In which we get started, and remind ourselves of some key points from Numbers & Sets.

Here’s a quick summary of what we did in the lecture.  The links are to places where you can read more (sometimes about the maths, sometimes about the mathematicians).  Please feel free to use the comments facility!

• Definitions of the natural numbers, of what it means for one integer to divide another, and of prime and composite numbers.
• Lemma 1: Let $n$ be a natural number greater than $1$.  Then $n$ has a prime factor.  Proof by induction.
• Definition of the prime counting function $\pi(x)$.
• Theorem 2: There are infinitely many primes.  That is, $\pi(x) \to \infty$ as $x \to \infty$.  Proof: Euclid‘s argument.
• Definitions of highest common factor and coprime.
• Review of Euclid’s algorithm.
• Proposition 3: Let $a$ and $b$ be natural numbers with $a > b$, and let $q_i$, $r_j$ be obtained from Euclid’s algorithm in the usual way.  Then there is some $k$ such that $r_{k-1} = q_{k+1} r_k$ (with $r_k \neq 0$) — that is, the algorithm necessarily terminates.  Moreover, $\mathrm{hcf}(a,b) = r_k$.  To show that the algorithm terminates, we noted that the remainders form a strictly decreasing sequence of non-negative integers.  To show that $r_k$ is a common factor of $a$ and $b$, work from the bottom equation up.  To show that it’s the highest, work from the top equation down.
• Theorem 4 (Bézout): Let $a$, $b$ and $c$ be natural numbers.  There are integers $m$ and $n$ such that $am + bn = c$ if and only if $(a,b) \mid c$.  The easy direction is easy.  The harder direction follows from running Euclid’s algorithm and working backwards.
• Proposition 5: Let $p$ be a prime that divides the product $ab$.  Then $p \mid a$ or $p \mid b$.  We proved this using Bézout.
• Theorem 6 (Fundamental Theorem of Arithmetic): Let $n$ be a natural number.  Then $n$ can be written as a product of primes, in an essentially unique way.  Existence follows by induction, uniqueness using Proposition 5.

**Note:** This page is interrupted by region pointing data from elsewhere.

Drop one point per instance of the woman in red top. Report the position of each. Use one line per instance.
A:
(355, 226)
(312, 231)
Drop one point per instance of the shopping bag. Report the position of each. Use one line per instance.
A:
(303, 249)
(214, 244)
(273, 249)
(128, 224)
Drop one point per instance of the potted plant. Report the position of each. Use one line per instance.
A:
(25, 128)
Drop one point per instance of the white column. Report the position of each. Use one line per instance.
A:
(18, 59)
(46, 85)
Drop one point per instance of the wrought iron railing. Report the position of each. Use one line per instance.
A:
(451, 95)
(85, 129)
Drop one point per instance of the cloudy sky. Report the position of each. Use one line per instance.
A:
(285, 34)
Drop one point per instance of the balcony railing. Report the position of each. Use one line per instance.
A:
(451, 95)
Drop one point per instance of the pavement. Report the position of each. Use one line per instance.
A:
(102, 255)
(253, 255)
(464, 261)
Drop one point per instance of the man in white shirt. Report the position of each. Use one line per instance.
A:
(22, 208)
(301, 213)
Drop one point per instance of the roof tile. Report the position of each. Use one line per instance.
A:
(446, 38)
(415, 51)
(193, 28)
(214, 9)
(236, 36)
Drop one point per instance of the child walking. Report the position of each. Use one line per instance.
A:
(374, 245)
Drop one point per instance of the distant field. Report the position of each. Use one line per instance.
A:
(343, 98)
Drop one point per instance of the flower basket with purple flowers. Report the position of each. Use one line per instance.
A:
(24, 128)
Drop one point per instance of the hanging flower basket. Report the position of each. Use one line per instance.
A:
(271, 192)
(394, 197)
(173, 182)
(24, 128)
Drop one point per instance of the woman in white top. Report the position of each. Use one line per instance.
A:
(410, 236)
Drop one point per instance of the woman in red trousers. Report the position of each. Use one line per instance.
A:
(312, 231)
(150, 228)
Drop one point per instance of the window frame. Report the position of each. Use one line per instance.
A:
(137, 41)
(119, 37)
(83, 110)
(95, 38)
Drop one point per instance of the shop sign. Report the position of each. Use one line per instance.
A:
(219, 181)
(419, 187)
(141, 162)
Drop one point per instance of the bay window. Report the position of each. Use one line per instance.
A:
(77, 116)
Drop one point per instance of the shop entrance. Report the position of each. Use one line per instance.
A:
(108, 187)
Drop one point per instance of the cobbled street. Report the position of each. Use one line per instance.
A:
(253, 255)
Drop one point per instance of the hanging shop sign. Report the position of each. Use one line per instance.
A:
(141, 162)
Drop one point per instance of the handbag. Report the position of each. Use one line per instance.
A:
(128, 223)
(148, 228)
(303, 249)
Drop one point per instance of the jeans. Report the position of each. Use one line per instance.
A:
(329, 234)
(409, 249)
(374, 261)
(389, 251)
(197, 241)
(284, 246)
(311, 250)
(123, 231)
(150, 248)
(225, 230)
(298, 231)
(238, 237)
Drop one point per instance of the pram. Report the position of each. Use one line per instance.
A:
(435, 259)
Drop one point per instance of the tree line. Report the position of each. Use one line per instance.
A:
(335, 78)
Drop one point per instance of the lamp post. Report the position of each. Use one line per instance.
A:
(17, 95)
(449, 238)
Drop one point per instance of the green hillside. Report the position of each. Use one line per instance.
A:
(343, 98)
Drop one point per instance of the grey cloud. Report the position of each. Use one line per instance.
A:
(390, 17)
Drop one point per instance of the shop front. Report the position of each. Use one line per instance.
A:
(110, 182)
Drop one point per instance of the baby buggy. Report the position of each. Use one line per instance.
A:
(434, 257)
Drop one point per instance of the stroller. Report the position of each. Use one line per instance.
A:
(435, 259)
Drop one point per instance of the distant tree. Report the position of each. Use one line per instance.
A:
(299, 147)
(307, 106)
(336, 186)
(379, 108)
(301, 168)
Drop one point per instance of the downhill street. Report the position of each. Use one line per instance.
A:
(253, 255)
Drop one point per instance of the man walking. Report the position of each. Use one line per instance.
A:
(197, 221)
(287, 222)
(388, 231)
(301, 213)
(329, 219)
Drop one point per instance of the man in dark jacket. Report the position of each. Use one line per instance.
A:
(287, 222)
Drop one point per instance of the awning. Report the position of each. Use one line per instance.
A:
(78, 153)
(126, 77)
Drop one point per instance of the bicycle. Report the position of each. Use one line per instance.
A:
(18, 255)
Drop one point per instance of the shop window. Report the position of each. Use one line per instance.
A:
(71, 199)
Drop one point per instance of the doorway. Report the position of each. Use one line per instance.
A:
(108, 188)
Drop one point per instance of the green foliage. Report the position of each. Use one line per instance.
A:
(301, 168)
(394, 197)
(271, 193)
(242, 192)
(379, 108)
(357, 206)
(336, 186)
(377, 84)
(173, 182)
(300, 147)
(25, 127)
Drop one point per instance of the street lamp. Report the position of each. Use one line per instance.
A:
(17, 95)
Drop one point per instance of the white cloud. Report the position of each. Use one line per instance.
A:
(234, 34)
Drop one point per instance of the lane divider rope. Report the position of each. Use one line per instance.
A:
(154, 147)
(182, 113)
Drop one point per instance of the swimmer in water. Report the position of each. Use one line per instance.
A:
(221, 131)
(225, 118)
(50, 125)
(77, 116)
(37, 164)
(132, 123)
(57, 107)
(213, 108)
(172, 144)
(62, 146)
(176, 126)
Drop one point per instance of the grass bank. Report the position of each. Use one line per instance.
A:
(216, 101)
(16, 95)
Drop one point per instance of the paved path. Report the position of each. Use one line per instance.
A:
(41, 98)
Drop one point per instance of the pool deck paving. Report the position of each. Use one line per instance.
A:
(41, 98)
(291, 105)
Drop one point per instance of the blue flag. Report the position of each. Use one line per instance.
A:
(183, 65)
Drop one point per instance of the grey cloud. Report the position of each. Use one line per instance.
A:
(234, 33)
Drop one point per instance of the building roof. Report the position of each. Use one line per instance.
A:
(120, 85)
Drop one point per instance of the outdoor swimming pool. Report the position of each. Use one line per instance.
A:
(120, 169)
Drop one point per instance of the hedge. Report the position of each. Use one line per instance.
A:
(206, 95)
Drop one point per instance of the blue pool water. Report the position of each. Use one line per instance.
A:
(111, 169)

Understanding today’s lecture

Can you prove that there are infinitely many primes that are one less than a multiple of six?

If you need a reminder, it would be a good idea to practise running Euclid’s algorithm on some pairs of numbers.

Can you find an integer solution to the equation $10m + 13n = 1$.  Can you find all the integer solutions?  What about $10m + 13n = 7$?

You should be able to find these topics in any introduction to number theory.  I find The Higher Arithmetic, by H. Davenport (published by CUP), to be a very readable treatment of the material, but there are plenty of others (including those mentioned in the Schedules).  Feel free to recommend your favourites in the comments.

Preparation for Lecture 2

Lecture 2 will be another refresher of ideas from Numbers & Sets.  We’ll start with congruence notation (modular arithmetic), when multiplicative inverses exist in modular arithmetic, the result that the integers modulo a prime $p$ form a field, Fermat’s little theorem, and its generalisation to composite moduli (Fermat-Euler).  Since these are again hopefully familiar concepts, I’m going to suggest that you think about how you would explain the ideas to someone who doesn’t already know them.  How will you motivate the ideas so that they seem natural to someone who hasn’t seen them before?

We’ll be moving on to new material soon, so you might like to start thinking ahead.  We’re going to study the structure of the multiplicative groups modulo primes $p$, and more generally modulo powers of primes $p^j$.  You might like to play with some examples (with particular primes), to try to get a feel for the structure of these groups.  Maybe you’ll make some conjectures about the structure.  Of course, if you can prove your conjectures then so much the better!